As shown in FIGS. 7b and 7c, the light passing through the phase shift region of the phase shift mask is phase-shifted as compared with the light passing through other portions of the phase shift mask at which the phase shift region is not present.
On the other hand, the intensity of light at the phase shift region is the same as that at other portions of the phase shift mask, as shown in FIG. 7c. Accordingly, the intensity of light transferring the mask shape to a wafer becomes high. That is, the phase shift angle of light is most ideal at 180.degree. and can be adjusted by the refractive index of the material comprising the phase shift region and the thickness of the phase shift region.
However, the conventional spatial frequency-modulated phase shift mask encounters the following problems.
First, since a chromium pattern is used as a light shield and selectively etched, with the phase shift region disposed between and partially over adjacent portions of the chromium pattern, the overall processes are complex, thereby causing the quality of produced masks to deteriorate.

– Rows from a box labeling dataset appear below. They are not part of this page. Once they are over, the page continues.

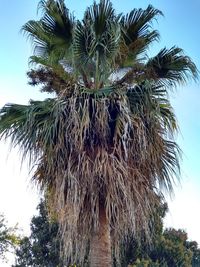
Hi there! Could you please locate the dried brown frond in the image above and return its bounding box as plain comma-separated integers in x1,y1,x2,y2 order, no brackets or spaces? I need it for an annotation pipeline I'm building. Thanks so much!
34,89,178,262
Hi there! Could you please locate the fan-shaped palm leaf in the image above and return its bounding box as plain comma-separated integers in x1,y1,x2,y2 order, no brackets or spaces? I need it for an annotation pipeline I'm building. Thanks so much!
146,47,198,87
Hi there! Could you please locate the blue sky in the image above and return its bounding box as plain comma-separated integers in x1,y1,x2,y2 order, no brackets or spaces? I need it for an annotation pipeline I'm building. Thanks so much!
0,0,200,266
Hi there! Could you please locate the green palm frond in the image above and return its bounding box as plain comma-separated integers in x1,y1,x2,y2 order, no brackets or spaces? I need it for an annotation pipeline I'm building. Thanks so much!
146,47,198,86
127,82,178,136
0,99,54,158
0,0,198,266
73,1,121,87
120,5,163,66
22,0,74,61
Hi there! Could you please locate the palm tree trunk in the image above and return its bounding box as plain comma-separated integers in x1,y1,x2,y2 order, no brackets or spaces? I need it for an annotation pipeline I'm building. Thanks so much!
90,207,112,267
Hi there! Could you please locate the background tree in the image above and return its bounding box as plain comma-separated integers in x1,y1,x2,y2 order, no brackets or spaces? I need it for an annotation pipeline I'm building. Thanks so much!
0,214,19,260
13,201,64,267
0,0,197,267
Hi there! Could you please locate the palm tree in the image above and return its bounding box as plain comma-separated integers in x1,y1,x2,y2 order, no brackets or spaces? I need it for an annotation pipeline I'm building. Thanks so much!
0,0,198,267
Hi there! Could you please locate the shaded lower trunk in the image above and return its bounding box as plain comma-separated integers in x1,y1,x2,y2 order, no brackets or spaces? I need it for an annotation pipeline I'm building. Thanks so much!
90,207,112,267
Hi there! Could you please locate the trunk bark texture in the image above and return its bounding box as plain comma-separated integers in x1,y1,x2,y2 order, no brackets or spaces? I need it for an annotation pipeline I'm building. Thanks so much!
90,207,112,267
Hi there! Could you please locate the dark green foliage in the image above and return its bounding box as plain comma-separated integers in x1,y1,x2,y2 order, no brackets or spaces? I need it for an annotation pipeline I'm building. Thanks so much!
0,214,19,260
13,201,64,267
121,204,200,267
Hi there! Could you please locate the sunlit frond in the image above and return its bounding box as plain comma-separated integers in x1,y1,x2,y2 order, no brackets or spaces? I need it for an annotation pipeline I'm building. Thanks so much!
22,0,74,61
146,47,198,86
120,5,162,66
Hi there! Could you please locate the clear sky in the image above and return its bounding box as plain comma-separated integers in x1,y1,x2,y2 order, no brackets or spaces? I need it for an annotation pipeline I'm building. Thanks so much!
0,0,200,267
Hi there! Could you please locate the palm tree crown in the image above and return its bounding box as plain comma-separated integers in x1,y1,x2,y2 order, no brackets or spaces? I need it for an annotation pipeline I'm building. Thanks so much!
0,0,198,266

Second, since the phase shift region is a nonconductor, a conductive film should be provided for pattern printing utilizing electron beams so as to ground easily electrons generated at the surface of mask, thus avoiding charging at the surface. As a result, the number of steps in the overall process increases due to the addition of a process for forming a conductive film. Furthermore, when the conductive film is contaminated, regular light transmission may be impeded.
Third, it is difficult to adjust the thickness of light-transmitting phase shift region 14a and to provide a surface smoothness, since phase shift region 14a is deposited over chromium layer 12 as the light shield layer having a thickness of 1,000 .ANG. to 1,500 .ANG., and a step may be formed between the glass substrate and the chromium layer, as illustrated in FIG. 8.
Fourth, there is a problem in etching the phase shift region material, since the phase shift region may be of a glass material which is coated over the substrate which may be of the same glass material, and then dry etched.